Pour surmonter les obstacles liés au financement, à la réalisation et à la diffusion des films, l’UCECAO entend fédérer les énergies de chaque pays en la matière en vue de créer à Bamako une maison de l’image dénommée « Ja So ». Cette insfrastructure sera bâtie sur un terrain de 1,6 hectare avec toutes les commodités de création cinématographique pour amoindrir les coûts et donner un souffle nouveau au septième art en Afrique de l’Ouest. « Le cinéma constitue la mémoire d’un peuple et peut aussi être un puissant levier de développement », a relevé Souleymane Cissé.

L’UCECAO a convié le président malien, Amadou Toumani Touré (ATT) à la séance de projection du film « Indigènes » de Rachid Bouchareb au Centre international de conférence de Bamako. « Cela fait plus de dix ans qu’un président n’a pas suivi un film en salle au Mali », se souvient Cissé.

Primée au dernier Festival de Cannes, la réalisation du Franco-marocain retrace le sacrifice de sang des Africains dans la guerre de libération de la France (1939-1945) et l’ingratitude dont ils ont été victimes en retour. L’œuvre de Rachid Bouchareb a été à l’origine de la décristallisation des pensions des anciens combattants africains. Elle a permis leur ralliement aux mêmes taux que ceux de leurs camarades français.

De 20h30 à 23h, les difficultés de projection (un seul projecteur capricieux) et la teneur du film ont certainement édifié ATT, choisi par les cinéastes ouest africains, pour être leur porte-parole auprès de ses homologues de la CEDEAO. L’Union a également consacré son Festival de Nyamina (commune rurale à 160 km de Bamako dans la région de Koulikoro) aux questions environnementales pour sensibiliser la population sur l’enjeu de la protection de la nature.

A travers des productions thématiques, elle a interpellé l’opinion publique sur la menace de l’ensablement du fleuve Niger, sur le développement de cette localité.

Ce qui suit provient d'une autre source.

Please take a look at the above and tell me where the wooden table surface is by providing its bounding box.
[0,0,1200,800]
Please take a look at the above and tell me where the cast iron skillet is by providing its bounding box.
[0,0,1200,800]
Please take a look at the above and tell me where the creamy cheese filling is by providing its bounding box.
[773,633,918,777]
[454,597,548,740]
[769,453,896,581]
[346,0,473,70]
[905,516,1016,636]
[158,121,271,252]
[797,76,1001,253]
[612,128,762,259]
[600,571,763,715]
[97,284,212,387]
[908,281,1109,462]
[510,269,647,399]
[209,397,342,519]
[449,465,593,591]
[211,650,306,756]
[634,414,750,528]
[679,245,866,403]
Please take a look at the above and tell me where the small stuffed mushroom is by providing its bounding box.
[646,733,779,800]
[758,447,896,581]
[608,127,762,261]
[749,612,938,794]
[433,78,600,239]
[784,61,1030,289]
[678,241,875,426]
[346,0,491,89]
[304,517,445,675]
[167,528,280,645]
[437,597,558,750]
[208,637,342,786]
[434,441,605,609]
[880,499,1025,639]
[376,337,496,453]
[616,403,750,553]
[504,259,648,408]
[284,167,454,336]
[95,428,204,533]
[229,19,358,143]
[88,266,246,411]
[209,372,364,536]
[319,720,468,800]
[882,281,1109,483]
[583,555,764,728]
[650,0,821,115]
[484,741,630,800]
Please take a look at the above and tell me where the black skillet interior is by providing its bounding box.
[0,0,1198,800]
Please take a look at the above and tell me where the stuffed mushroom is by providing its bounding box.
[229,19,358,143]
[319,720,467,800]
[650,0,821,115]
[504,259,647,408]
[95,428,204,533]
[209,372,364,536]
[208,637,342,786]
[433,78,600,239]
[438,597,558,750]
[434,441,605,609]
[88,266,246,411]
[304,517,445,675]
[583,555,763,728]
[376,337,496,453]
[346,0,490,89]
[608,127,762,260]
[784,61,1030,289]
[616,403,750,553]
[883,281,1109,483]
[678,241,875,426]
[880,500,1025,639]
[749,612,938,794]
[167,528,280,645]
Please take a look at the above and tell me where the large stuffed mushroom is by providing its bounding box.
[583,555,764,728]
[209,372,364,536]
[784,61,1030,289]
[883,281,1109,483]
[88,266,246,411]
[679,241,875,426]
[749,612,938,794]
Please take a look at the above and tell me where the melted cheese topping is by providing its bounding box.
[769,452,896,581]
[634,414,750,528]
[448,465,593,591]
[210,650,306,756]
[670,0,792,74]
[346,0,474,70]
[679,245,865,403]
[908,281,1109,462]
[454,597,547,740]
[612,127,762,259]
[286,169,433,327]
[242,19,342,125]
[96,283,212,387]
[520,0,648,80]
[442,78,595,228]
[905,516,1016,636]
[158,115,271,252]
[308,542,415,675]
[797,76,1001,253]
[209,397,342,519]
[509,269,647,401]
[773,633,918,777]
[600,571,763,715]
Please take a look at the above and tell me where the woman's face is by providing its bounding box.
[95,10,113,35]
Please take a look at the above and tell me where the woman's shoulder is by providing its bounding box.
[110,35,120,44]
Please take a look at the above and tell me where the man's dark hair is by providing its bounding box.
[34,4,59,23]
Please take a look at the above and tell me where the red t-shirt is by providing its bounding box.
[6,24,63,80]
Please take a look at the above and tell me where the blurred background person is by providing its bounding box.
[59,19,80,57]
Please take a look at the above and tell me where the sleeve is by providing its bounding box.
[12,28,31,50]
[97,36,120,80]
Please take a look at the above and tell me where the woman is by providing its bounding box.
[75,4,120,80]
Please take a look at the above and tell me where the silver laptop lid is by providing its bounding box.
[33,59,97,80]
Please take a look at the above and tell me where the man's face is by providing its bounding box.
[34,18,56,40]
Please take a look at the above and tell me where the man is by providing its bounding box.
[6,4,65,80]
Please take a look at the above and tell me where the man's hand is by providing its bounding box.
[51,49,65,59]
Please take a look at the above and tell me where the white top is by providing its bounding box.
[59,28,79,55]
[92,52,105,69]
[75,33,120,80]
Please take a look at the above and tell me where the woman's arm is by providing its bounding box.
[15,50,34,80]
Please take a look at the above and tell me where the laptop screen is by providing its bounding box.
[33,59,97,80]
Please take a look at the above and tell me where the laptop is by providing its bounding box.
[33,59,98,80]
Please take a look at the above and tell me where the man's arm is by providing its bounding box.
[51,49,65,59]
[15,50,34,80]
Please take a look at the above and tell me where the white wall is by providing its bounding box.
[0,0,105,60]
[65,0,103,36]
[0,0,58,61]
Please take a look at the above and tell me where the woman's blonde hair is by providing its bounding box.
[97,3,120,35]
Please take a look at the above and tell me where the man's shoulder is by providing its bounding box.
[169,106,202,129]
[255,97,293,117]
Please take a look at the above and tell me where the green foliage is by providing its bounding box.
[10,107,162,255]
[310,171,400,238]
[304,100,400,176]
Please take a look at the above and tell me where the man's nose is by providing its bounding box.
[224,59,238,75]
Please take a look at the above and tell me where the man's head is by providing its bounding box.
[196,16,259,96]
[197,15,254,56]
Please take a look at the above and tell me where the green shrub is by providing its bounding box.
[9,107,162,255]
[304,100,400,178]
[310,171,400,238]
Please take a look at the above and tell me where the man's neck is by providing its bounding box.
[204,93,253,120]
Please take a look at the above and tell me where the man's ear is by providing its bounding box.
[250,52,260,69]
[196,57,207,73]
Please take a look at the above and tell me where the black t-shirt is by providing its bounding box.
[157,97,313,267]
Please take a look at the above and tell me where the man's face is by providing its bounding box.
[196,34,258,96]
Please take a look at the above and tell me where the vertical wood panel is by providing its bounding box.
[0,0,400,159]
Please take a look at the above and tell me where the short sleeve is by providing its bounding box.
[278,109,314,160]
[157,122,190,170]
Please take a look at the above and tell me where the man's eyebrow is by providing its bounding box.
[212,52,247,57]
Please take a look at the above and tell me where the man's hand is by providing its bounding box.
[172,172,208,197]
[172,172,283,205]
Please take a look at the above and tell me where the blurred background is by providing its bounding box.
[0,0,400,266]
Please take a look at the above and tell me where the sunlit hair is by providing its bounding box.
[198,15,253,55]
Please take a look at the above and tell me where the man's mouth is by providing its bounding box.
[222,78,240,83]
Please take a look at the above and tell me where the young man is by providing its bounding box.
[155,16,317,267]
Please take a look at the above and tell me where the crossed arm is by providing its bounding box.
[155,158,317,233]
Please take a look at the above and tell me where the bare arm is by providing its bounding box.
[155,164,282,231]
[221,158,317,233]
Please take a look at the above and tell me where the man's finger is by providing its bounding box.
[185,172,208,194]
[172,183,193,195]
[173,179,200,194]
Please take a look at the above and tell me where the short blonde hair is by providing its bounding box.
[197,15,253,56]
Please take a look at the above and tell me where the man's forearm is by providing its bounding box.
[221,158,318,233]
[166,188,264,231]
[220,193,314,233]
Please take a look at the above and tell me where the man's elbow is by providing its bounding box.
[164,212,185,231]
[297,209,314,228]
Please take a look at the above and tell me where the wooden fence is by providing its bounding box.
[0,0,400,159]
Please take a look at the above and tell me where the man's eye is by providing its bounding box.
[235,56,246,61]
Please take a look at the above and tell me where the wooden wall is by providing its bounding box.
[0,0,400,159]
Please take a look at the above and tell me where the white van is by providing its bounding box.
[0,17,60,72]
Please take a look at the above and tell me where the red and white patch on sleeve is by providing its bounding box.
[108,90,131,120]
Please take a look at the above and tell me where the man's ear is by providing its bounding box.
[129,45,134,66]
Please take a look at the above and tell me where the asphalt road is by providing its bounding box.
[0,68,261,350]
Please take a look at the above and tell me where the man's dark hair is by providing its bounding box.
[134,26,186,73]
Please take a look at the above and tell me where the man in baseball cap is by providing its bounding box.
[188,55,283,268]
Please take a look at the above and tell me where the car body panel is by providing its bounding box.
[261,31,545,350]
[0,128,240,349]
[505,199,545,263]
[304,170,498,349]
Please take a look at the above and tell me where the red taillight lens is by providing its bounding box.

Les cinéastes nourrissent l’espoir de voir le Djoliba dont les berges ont vu naître le Rassemblement démocratique africain (RDA)- principal mouvement de libération des colonies- être aussi la source du réveil de leur secteur d’activités en Afrique de l’Ouest.

Jolivet Emmaüs
Envoyé spécial à Bamako
et à Nyamina

Sidwaya


N.B. : La première phrase de l’article est une paraphrase de l’hymne à la création du Rassemblement démocratique africain (RDA) en 1946 à Bamako au Mali.